Characterization and identification of long non-coding RNAs based on feature relationship.
Guangyu Wang, Hongyan Yin, Boyang Li, Chunlei Yu, Fan Wang, Xingjian Xu, Jiabao Cao, Yiming Bao, Liguo Wang, Amir A Abbasi, Vladimir B Bajic, Lina Ma, Zhang Zhang
Author Information
Guangyu Wang: CAS Key Laboratory of Genome Sciences and Information, Beijing Institute of Genomics, Chinese Academy of Sciences, Beijing, China.
Hongyan Yin: CAS Key Laboratory of Genome Sciences and Information, Beijing Institute of Genomics, Chinese Academy of Sciences, Beijing, China.
Boyang Li: Department of Biostatistics, Yale School of Public Health, New Haven, CT, USA.
Chunlei Yu: CAS Key Laboratory of Genome Sciences and Information, Beijing Institute of Genomics, Chinese Academy of Sciences, Beijing, China.

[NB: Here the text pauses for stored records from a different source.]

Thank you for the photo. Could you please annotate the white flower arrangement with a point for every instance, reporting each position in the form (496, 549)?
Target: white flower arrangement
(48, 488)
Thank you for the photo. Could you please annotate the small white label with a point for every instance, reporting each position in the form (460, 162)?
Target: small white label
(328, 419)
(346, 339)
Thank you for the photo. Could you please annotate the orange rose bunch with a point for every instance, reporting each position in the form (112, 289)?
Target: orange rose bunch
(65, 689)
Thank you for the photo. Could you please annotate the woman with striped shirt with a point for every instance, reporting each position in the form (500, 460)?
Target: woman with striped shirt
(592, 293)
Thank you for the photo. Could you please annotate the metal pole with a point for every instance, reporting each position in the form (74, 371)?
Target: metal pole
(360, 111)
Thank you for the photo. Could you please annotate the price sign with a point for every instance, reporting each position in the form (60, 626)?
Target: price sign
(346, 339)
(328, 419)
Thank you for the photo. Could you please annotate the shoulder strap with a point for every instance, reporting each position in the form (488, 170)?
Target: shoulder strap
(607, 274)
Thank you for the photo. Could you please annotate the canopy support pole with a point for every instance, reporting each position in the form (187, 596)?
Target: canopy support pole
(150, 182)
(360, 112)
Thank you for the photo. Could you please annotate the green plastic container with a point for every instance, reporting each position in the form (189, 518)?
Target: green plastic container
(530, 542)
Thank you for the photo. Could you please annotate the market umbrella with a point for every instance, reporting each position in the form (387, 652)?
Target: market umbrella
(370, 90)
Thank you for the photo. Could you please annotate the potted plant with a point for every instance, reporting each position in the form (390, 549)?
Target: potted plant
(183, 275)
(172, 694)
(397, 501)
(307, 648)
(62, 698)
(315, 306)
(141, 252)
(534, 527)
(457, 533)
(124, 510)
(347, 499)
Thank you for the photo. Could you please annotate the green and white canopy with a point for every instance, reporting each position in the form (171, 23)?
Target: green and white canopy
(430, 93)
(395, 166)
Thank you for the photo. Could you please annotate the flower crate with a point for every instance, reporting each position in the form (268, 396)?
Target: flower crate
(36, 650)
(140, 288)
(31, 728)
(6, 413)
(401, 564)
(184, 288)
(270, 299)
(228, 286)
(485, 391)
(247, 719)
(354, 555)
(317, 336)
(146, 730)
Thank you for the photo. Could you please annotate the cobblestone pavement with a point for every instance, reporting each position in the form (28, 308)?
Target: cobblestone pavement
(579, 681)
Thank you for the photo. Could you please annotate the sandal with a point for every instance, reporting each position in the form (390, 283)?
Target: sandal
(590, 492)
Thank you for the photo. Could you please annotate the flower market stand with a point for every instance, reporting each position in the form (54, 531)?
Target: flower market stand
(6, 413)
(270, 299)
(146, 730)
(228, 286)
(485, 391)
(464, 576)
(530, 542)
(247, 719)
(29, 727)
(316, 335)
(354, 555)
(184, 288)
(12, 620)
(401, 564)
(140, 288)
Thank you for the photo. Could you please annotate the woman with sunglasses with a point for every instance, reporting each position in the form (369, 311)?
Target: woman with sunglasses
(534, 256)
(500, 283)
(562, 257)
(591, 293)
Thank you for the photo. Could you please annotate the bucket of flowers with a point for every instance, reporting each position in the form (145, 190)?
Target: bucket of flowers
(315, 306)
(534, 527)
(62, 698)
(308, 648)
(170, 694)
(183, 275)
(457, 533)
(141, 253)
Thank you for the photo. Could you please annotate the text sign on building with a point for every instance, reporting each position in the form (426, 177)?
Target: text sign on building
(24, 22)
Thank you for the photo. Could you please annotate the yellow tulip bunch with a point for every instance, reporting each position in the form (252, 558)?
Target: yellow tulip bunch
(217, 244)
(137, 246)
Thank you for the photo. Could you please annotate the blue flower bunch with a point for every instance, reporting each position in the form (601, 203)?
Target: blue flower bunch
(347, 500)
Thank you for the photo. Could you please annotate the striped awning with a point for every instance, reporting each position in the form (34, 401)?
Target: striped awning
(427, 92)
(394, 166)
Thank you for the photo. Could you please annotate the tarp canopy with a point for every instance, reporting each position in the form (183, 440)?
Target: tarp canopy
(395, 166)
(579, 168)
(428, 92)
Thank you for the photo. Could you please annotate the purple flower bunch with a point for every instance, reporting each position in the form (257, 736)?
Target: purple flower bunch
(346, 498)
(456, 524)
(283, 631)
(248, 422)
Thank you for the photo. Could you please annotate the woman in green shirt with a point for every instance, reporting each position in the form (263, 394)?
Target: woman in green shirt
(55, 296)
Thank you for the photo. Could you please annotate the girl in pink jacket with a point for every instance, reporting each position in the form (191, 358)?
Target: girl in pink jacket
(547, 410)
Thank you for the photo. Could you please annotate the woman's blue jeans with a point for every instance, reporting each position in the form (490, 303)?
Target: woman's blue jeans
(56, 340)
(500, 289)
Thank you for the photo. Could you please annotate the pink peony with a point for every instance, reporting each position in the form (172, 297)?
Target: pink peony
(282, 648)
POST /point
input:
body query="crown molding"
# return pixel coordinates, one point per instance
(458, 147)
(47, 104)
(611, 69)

Fan Wang: CAS Key Laboratory of Genome Sciences and Information, Beijing Institute of Genomics, Chinese Academy of Sciences, Beijing, China.
Xingjian Xu: CAS Key Laboratory of Genome Sciences and Information, Beijing Institute of Genomics, Chinese Academy of Sciences, Beijing, China.
Jiabao Cao: CAS Key Laboratory of Genome Sciences and Information, Beijing Institute of Genomics, Chinese Academy of Sciences, Beijing, China.
Yiming Bao: CAS Key Laboratory of Genome Sciences and Information, Beijing Institute of Genomics, Chinese Academy of Sciences, Beijing, China.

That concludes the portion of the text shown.